Why is electrical testing important?
In Western Australia, the law requires employers to provide a high standard of safety and health at their workplaces and ensure, as far as practicable, that employees are not injured or harmed because of their work.
As an employer, you have a responsibility to provide and maintain, as far as practicable, a safe working environment for your workers, under Section 19(1) of the Occupational Safety and Health Act 1984 (OSH Act). This is called the employer’s ‘duty of care’. This includes providing and maintaining workplaces, plant and systems of work so your workers are not exposed to hazards. Ensuring that all portable plug in electrical equipment and residual current devices (RCD’s) at the workplace are safe and appropriately inspected, tested and maintained by a competent person is an important step in meeting this responsibility.
Can it be done in house?
A person who has been deemed competent may undertake electrical testing. Competency is achieved through a course provided by an RTO. Some employers choose to wear the expense of training staff and maintaining their electrical tagging in-house.
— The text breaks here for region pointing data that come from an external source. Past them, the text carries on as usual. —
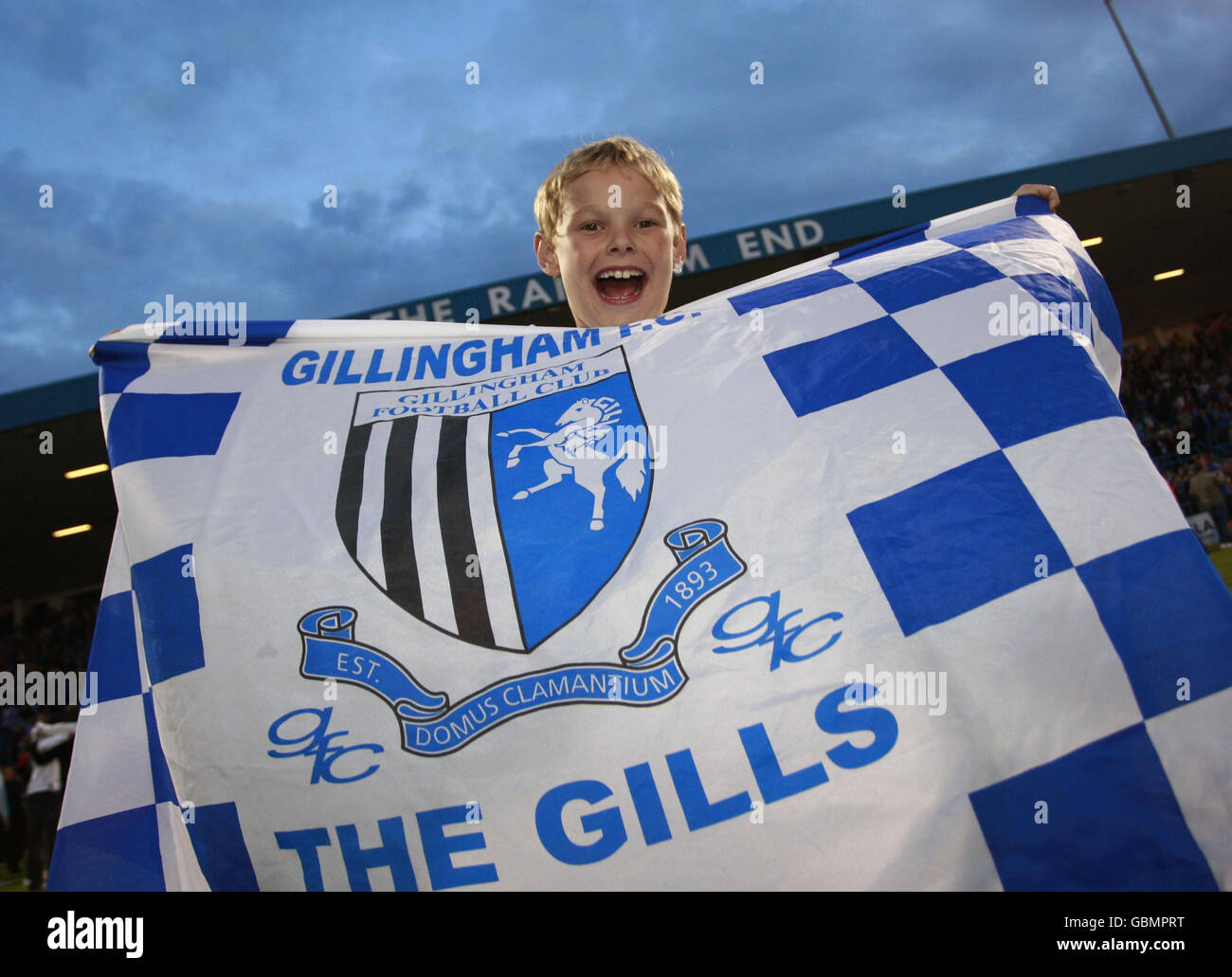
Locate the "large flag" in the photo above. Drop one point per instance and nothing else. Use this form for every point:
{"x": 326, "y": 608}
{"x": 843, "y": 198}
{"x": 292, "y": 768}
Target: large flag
{"x": 855, "y": 577}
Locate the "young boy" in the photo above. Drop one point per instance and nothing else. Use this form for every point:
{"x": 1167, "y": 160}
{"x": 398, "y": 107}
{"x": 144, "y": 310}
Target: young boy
{"x": 611, "y": 226}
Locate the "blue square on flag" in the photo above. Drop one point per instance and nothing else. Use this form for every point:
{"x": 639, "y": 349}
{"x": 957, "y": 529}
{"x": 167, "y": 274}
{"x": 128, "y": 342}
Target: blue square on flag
{"x": 1103, "y": 818}
{"x": 826, "y": 371}
{"x": 1033, "y": 386}
{"x": 1169, "y": 658}
{"x": 956, "y": 541}
{"x": 915, "y": 284}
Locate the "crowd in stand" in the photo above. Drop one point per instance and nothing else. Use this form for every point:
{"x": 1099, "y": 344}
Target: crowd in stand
{"x": 36, "y": 739}
{"x": 1178, "y": 394}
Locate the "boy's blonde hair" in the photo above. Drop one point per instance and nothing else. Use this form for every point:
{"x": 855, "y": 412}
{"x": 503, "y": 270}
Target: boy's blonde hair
{"x": 620, "y": 151}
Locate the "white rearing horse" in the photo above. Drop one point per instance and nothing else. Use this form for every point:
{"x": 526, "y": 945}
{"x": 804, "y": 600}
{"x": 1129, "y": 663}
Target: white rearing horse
{"x": 577, "y": 447}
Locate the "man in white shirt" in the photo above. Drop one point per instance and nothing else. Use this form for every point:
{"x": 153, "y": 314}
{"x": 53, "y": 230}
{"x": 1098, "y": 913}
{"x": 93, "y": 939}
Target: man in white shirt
{"x": 50, "y": 744}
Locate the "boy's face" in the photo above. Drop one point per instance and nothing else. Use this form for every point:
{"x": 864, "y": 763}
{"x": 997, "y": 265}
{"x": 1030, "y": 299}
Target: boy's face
{"x": 596, "y": 238}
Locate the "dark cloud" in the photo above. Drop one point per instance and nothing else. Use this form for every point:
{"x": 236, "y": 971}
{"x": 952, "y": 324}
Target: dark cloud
{"x": 214, "y": 191}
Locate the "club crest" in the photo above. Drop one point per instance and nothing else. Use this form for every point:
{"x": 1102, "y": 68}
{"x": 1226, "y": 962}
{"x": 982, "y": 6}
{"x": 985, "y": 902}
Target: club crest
{"x": 497, "y": 510}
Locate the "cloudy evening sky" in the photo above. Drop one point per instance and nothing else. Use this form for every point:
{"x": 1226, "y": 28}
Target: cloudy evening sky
{"x": 214, "y": 191}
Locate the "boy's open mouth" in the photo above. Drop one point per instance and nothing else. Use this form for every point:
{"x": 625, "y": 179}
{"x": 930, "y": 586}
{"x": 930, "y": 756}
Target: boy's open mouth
{"x": 620, "y": 286}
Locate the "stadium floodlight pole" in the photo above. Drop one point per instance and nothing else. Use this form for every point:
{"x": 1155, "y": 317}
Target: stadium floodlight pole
{"x": 1142, "y": 74}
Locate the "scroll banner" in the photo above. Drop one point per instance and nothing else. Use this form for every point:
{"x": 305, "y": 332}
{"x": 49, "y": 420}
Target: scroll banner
{"x": 863, "y": 551}
{"x": 431, "y": 727}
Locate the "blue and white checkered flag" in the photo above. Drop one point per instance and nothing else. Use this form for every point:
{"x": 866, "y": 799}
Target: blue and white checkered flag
{"x": 855, "y": 577}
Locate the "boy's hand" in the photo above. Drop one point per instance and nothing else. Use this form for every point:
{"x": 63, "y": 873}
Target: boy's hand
{"x": 1042, "y": 190}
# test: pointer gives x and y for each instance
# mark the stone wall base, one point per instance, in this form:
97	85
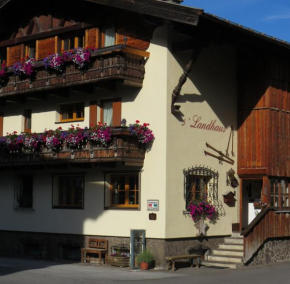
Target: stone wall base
67	246
272	251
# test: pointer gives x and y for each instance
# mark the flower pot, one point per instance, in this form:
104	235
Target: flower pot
144	265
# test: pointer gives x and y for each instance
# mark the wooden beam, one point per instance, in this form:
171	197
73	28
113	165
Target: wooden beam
37	96
45	34
189	45
63	92
16	100
86	88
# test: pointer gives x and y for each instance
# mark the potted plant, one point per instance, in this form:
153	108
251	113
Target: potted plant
145	259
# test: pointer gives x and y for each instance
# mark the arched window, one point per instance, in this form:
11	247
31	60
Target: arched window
200	183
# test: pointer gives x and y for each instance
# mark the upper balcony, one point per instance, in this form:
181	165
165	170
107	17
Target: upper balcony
118	62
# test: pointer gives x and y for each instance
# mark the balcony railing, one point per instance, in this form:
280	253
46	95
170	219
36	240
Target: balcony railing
112	63
123	148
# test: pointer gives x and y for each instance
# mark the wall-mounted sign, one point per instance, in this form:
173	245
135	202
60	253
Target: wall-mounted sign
198	123
152	205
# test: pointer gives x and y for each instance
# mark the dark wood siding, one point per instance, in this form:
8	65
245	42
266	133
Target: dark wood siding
264	115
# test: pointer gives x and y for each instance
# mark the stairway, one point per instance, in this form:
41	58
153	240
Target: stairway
229	254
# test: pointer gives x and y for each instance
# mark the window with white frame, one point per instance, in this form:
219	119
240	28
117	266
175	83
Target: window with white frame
122	190
23	192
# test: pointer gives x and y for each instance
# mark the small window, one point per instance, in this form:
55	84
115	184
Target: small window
72	112
27	120
122	190
73	42
111	112
30	50
109	36
68	191
3	55
200	183
23	192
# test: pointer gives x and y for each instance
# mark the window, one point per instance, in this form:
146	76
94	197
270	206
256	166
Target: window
111	112
73	42
122	190
23	192
30	50
72	112
3	55
280	193
200	183
108	36
27	120
68	191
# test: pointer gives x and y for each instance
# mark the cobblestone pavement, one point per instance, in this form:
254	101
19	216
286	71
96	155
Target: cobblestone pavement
27	271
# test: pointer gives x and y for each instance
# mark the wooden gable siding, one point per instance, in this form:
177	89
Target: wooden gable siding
264	115
40	24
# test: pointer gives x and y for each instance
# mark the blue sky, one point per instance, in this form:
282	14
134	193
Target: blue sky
271	17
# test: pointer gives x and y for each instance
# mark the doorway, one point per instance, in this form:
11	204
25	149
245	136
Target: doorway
251	197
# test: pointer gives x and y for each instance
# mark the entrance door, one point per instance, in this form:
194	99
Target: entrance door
251	194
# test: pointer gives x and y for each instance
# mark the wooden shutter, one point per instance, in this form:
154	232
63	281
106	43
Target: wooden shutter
15	54
1	124
92	38
45	47
93	113
117	108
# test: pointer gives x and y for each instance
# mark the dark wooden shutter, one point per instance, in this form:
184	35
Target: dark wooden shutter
1	124
93	113
92	38
15	54
45	47
117	112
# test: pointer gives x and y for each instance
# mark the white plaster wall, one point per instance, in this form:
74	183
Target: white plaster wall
147	105
211	93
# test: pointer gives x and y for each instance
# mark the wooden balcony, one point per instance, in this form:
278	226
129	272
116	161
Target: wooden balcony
124	148
112	63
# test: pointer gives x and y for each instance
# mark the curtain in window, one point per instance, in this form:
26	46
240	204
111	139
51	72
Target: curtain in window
108	112
110	36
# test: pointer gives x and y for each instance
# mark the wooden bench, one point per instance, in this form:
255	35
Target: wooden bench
96	246
171	260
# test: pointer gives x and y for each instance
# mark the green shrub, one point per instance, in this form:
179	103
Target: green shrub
145	256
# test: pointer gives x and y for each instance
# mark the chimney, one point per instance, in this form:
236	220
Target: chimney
173	1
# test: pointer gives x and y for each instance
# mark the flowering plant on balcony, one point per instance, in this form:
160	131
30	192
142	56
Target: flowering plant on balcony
52	139
81	57
144	134
100	134
25	68
74	137
30	142
13	141
54	62
202	209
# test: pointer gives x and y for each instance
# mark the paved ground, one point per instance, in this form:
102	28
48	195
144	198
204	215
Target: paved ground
27	271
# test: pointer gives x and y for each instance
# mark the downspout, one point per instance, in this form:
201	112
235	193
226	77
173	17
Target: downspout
183	79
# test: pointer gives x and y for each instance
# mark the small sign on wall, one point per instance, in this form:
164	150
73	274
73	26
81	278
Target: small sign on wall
152	205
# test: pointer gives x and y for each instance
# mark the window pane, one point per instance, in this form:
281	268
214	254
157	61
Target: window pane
108	112
110	36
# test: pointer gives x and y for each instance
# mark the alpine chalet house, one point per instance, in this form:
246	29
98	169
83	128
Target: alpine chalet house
119	116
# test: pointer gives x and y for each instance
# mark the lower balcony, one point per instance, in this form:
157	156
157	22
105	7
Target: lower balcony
123	148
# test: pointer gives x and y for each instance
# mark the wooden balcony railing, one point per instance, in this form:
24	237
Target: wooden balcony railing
123	148
271	222
112	63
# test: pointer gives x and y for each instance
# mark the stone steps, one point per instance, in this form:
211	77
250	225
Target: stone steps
229	254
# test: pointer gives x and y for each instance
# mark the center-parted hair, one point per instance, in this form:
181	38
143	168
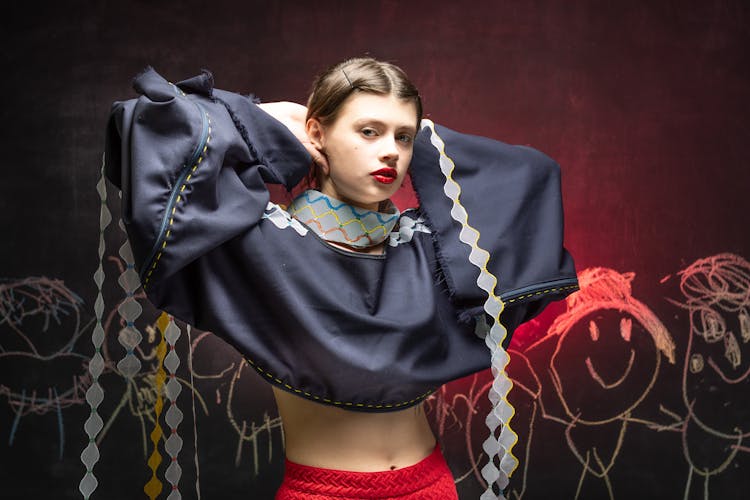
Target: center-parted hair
363	74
An employer should weight up the pros and cons of undertaking in-house electrical tagging vs contracting the work out.
In-house electrical testing can result in poorly maintained electrical equipment due to time constraints on staff. In addition, the costs involved in training staff can quickly add up when staff members leave the company or changes roles. Furthermore, testing equipment requires annual calibration at significant expense. Using a contractor for your electrical testing and tagging can save you time and money.